Cloud most significant transformation in history of IT – EMC boss


10 Nov 2011

EMC vice president Bob Savage

Cloud computing is the most significant transformation in the history of information technology (IT) and a critical component of Ireland’s economic recovery, EMC vice-president Bob Savage told a high-level science group in Dublin today.

Addressing Science Foundation Ireland’s (SFI) breakfast forum, ‘Science and Industry: Working Together for Economic Recovery’, Savage said Ireland can become a global hub for cloud and a beacon for innovation in the world.

“Cloud can be the next step in Ireland’s innovation journey and EMC is ready to play our part, in collaboration with Government, to help Ireland to take centre stage in what, according to the research firm Gartner, will be a US$149bn industry by 2015,” he said.

The breakfast forum was attended by the Minister for Jobs, Enterprise and Innovation Richard Bruton, and the Minister for Research and Innovation Seán Sherlock.

Savage said organisations globally will need to deal with 44 times more information each year over the next decade than they are managing today, according to the International Data Corporation.

“This explosion in the volume of all this information – known in the IT world as ‘big data’ – has consequences for how it is to be captured, stored, managed and analysed.

Ireland needs to seize big-data opportunity

“While cloud computing is transforming IT, data analytics is transforming the business environment – and Ireland needs to seize the big data opportunity now so that we can be first to market with technology that drives business intelligence,” Savage said.

He paid tribute to SFI for helping to bring together academia and enterprise, fostering the conversion of ideas and processes into new products and services and, most importantly, jobs.
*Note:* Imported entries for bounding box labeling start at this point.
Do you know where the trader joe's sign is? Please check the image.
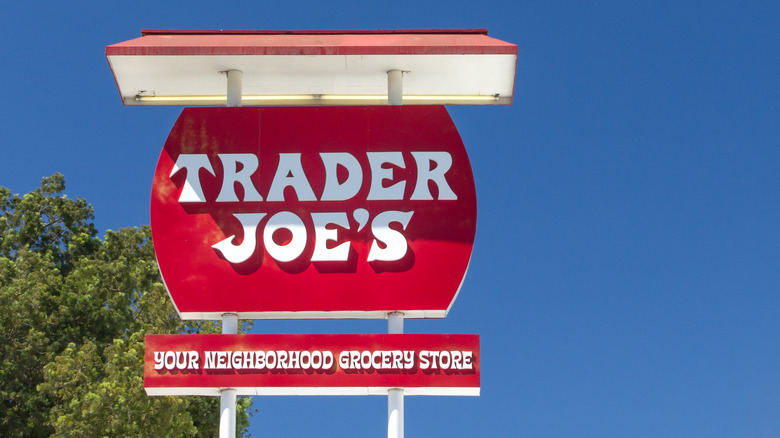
[144,334,480,395]
[151,106,476,319]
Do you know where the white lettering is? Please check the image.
[411,152,458,200]
[211,213,265,263]
[217,154,263,202]
[366,152,406,200]
[169,154,217,202]
[368,210,414,262]
[311,213,349,262]
[268,153,317,201]
[320,152,363,201]
[263,211,307,262]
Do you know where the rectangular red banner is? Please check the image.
[144,334,480,396]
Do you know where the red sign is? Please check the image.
[151,106,476,319]
[144,334,480,396]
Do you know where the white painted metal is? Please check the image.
[225,70,243,106]
[219,313,238,438]
[387,312,404,334]
[387,70,404,105]
[387,312,404,438]
[108,54,517,105]
[222,313,238,335]
[387,388,404,438]
[219,389,236,438]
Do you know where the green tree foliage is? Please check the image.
[0,174,251,437]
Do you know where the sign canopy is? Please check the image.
[106,29,517,106]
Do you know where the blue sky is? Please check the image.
[0,0,780,437]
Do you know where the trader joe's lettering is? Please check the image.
[170,151,458,264]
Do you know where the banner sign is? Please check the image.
[151,106,476,319]
[144,334,480,396]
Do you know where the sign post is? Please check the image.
[106,29,517,438]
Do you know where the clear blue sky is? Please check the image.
[0,0,780,437]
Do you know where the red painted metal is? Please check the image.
[151,106,476,319]
[106,29,517,56]
[144,334,480,395]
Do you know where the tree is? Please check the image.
[0,174,251,437]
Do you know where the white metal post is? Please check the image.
[387,70,404,105]
[387,312,404,438]
[219,70,243,438]
[226,70,243,106]
[219,313,238,438]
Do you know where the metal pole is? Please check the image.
[219,313,238,438]
[387,70,404,438]
[227,70,243,106]
[219,70,243,438]
[387,70,404,105]
[387,312,404,438]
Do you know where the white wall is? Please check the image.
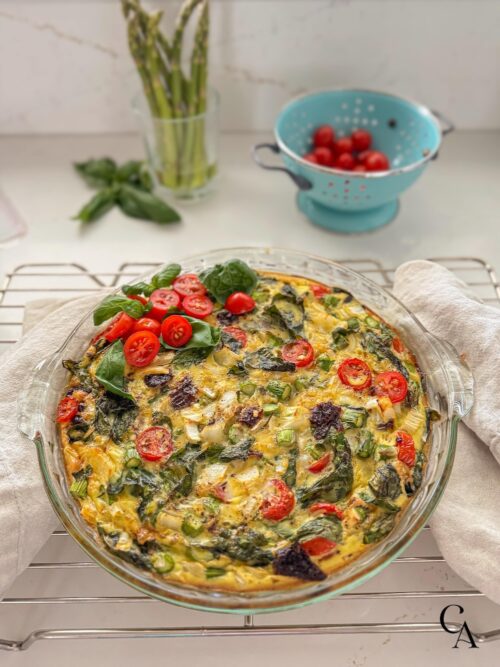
[0,0,500,133]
“SFI is playing a key role in getting people thinking and working smarter, generating new ideas and getting more for less right across the economy.

“There is now strong engagement between SFI-funded researchers and the enterprise sector, not least in UCC where EMC researchers are working on campus with the Cork Constraint Computation Centre – or 4C – on cloud, data centre optimisation and data centre energy management initiatives,” Savage pointed out.